Something, yes.  Oh, I think I’ve known for quite some time.  Others must also know, surely.  I can’t possibly be the only one to come to such a dire conclusion.  In truth, I’ve wanted to explain my musings for so long, but the thoughts felt too fantastic, too heartbreaking to speak aloud.  But I believe I’ve quieted them for too long.

Now I must utter this deduction.

I live in a world trapped within itself.

Ah yes, of course, maybe I should explain a little.

I know of other worlds.  Many people know of them, too.  But they are out of reach.  No one can go to the other worlds, not even if they wanted to.  You see!  We’re all trapped, I tell you!

The people of my world are the ones that create these worlds.  They spend many years fine tuning this skill, this power.  These people are world builders.  But what a cruel thing to do – they make desirable lands, then say that you can’t possibly go there!

Why? I often ask.  And they always reply with: Because those worlds aren’t real.

What a terrible trick.

Oh the irony of it all! Here I am attempting to trap people in the same manner.  You see, I am a writer; the kind of person who creates worlds then puts up “No Trespassing” signs.

If only the worlds I conjure could be actual, touchable places.  But they are not.  Only my imagination can taste, smell, and feel the place where my body longs to be.

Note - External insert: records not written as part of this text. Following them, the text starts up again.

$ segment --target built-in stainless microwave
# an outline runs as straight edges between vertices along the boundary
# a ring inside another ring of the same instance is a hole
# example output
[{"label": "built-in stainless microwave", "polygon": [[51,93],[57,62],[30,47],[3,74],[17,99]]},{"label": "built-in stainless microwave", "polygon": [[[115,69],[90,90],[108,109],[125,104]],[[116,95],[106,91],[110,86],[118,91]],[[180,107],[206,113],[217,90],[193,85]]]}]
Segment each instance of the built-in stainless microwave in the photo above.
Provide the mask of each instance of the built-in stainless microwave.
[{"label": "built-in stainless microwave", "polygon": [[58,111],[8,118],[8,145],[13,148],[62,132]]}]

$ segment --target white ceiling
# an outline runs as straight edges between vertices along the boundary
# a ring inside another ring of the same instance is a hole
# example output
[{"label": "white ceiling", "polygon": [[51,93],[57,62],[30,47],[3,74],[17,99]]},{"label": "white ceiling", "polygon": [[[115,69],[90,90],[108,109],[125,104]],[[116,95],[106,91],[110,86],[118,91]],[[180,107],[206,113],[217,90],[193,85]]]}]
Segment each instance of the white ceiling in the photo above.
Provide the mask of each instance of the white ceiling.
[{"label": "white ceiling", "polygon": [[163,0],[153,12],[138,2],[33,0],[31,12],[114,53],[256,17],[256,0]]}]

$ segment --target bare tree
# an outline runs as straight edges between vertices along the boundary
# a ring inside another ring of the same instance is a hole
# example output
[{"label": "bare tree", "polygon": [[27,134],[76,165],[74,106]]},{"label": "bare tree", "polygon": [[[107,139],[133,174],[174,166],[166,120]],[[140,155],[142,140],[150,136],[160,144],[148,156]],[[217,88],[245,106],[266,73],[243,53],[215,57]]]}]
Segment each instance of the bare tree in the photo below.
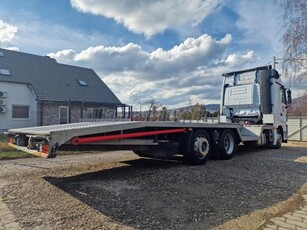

Again, I say, we’re trapped.  We are stuck in a cage called Earth.  This thought creeps into my mind every day, urging my subconscious to come up with an escape.  Find a getaway, yes.

It is only when I pick up a book that I feel like I am a part of a different, better world – but as soon as I set it down, I am trapped once more.  So I keep reading.  And thinking – oh yes, thinking and imagining for as long as I can.

I write too, but there are moments when anxieties fill my fingertips as they hover above idle keys.  How could I possibly make a world so pleasing, so perfect, and so unique that it would make one’s heart and body desire to exist there?  Truly, is it doable?

Of course!  It has been done!  I know of many worlds I would like to be in.  Those writers succeeded!  They did it!  Surely, I can as well.

But it is still such an awful trick — if only people didn’t have to be fooled in order to escape.  Or is it perhaps better that way?

Go write.  Yes, put those words of imaginative vibrance on that lonely page.  Create characters.  Build worlds.

Oh, indeed, there is the chance that maybe you will feel more trapped once you believe the world could be real, and you understand that it really isn’t. You’ve only tricked yourself and lost your grip on a horrible reality.

But there is also another chance – a tiny, so very miniscule, slight chance – that you will maybe – just perhaps – feel a little less trapped than before.